Listen to the elders
Many of the discussions on the future governance of coastal areas stressed the need to take local and indigenous knowledge on board during decision-making and planning, particularly for new Marine Protected Areas. Melchior Mataki from the Ministry of Environment, Climate Change and Disaster Management from the Solomon Islands told the assembled leaders that: "Our elders say that we need to have a 'seeing with two eyes' approach". This means applying both scientific knowledge and local insight to protect the oceans. "Ocean governance is about the governance of people, and it's a process," he said.
No coral is like no trees
There are predictions that the majority of coral reefs will be gone by the end of the century. "Not having corals is like not having trees", according to UN Secretary General's Special Envoy for the Ocean Peter Thomson. "500 million people worldwide depend on corals for food and protection", he said, "So why aren't we looking after them?" The consensus is that preserving corals is worth the fight, and conservation groups have identified corals in key parts of the world which can be helped if local efforts to reduce harmful pollution from the land and to stop damaging fishing practices are implemented. Professor Carlos Duarte from King Abdullah University also presented plans to restore corals in the Red Sea, using corals which have naturally adapted to living in higher temperatures to repopulate reefs. His ideas are on the edge of science and technology, but many in the room were willing him to succeed.
A moment of blue enlightenment
So said John Bell, from the European Commission's DG for Research and Innovation. He wasn't alone in feeling that the tide is slowly turning on ocean issues. Huge damage has been done to ocean ecosystems from overfishing, pollution and poor management. Climate change is making oceans warmer, higher, and more acidic, and almost nothing much can be done to slow that process. However, efforts in some areas are starting to bear fruit. Later this year an agreement on the governance of the high seas is expected to be delivered, while the Conference also saw detailed sessions on how to implement the UN ban on ocean plastic pollution agreed in March this year. Many countries announced new Marine Protected Areas, too, working towards the '30 by 30' worldwide initiative for governments to designate 30% of Earth's land and ocean area as protected areas by 2030.

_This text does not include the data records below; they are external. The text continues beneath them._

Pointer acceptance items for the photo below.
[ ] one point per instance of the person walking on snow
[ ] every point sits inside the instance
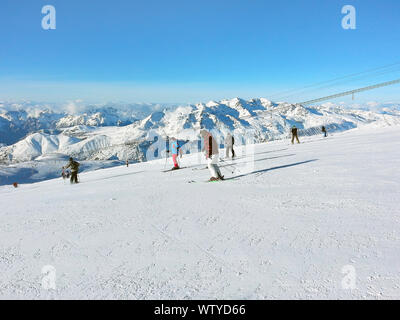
(229, 142)
(74, 170)
(212, 155)
(324, 131)
(175, 150)
(294, 134)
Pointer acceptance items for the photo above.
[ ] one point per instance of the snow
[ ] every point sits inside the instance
(269, 122)
(285, 231)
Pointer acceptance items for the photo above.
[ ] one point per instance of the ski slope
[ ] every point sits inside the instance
(285, 231)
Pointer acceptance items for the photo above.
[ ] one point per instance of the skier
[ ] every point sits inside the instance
(212, 155)
(324, 131)
(63, 174)
(229, 142)
(74, 170)
(175, 151)
(294, 134)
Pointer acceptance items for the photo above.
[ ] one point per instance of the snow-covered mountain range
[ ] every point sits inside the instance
(118, 133)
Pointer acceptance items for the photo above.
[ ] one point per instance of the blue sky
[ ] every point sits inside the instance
(190, 51)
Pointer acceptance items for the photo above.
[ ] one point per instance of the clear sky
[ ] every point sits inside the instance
(191, 50)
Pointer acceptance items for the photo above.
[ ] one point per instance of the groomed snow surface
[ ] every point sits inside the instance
(319, 220)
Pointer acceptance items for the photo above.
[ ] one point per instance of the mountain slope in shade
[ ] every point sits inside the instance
(292, 228)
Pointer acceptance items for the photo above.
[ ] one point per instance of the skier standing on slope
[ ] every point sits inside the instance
(323, 129)
(229, 142)
(175, 150)
(74, 170)
(212, 155)
(294, 134)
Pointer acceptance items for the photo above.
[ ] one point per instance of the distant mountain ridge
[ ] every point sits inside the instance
(109, 133)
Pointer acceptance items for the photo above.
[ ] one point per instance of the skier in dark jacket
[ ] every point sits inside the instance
(294, 134)
(74, 170)
(229, 142)
(323, 129)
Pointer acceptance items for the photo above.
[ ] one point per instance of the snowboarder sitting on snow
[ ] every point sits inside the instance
(74, 170)
(212, 155)
(294, 134)
(229, 142)
(175, 150)
(324, 131)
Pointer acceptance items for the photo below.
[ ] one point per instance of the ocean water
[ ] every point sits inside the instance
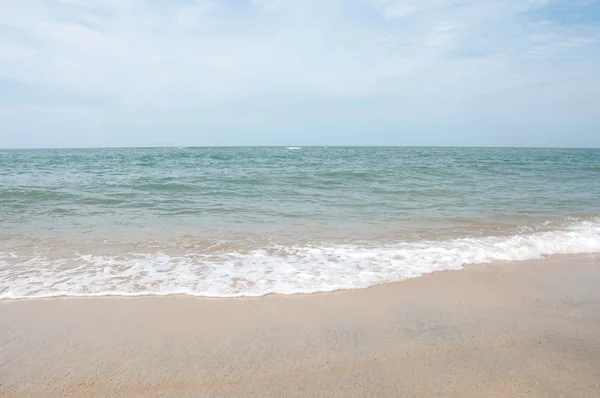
(230, 222)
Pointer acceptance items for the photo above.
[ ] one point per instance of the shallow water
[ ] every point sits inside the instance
(254, 221)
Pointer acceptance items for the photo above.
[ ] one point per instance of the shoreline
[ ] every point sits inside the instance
(496, 329)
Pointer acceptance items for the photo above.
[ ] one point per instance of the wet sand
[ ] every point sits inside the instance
(503, 329)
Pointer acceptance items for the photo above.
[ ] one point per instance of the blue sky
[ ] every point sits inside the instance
(77, 73)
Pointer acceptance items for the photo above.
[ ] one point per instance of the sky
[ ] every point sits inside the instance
(102, 73)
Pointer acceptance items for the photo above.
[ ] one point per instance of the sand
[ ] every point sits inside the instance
(503, 329)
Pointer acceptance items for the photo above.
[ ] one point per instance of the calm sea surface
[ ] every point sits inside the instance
(255, 221)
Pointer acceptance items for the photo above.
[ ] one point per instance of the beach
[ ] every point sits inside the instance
(528, 328)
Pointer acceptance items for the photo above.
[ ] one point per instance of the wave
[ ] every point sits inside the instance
(276, 269)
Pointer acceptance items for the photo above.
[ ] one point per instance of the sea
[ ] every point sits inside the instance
(253, 221)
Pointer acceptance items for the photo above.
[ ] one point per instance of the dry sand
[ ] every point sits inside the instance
(503, 329)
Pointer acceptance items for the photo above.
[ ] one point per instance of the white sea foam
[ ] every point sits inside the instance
(275, 269)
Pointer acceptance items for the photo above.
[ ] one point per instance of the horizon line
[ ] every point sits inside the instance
(295, 146)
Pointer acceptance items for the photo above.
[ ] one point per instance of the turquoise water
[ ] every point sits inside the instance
(253, 221)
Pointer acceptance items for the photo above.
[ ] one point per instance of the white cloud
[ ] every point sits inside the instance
(416, 59)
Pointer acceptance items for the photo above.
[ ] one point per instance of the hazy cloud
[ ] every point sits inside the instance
(216, 72)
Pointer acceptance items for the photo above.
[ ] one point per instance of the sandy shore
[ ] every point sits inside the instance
(503, 329)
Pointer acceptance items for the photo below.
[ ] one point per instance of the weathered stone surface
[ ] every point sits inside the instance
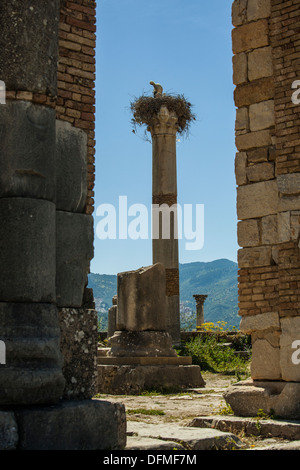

Talkin' 'bout my generation
Echoing the words of English rock band The Who, UN Ocean Conference, Secretary General Antonio Guterres chose to 'put his people down' in an opening interview in which he quite plainly put the blame for the peril our planet faces at the door of 'My Generation'. He told reporters that his fellow band of baby boomers were "responsible for the fact that we are at war with nature, that we have climate change, that the situation is not under control. We should be reducing emissions dramatically". Politicians may sometimes sound like stuck records, but this phrase struck a power-chord at the opening of the conference.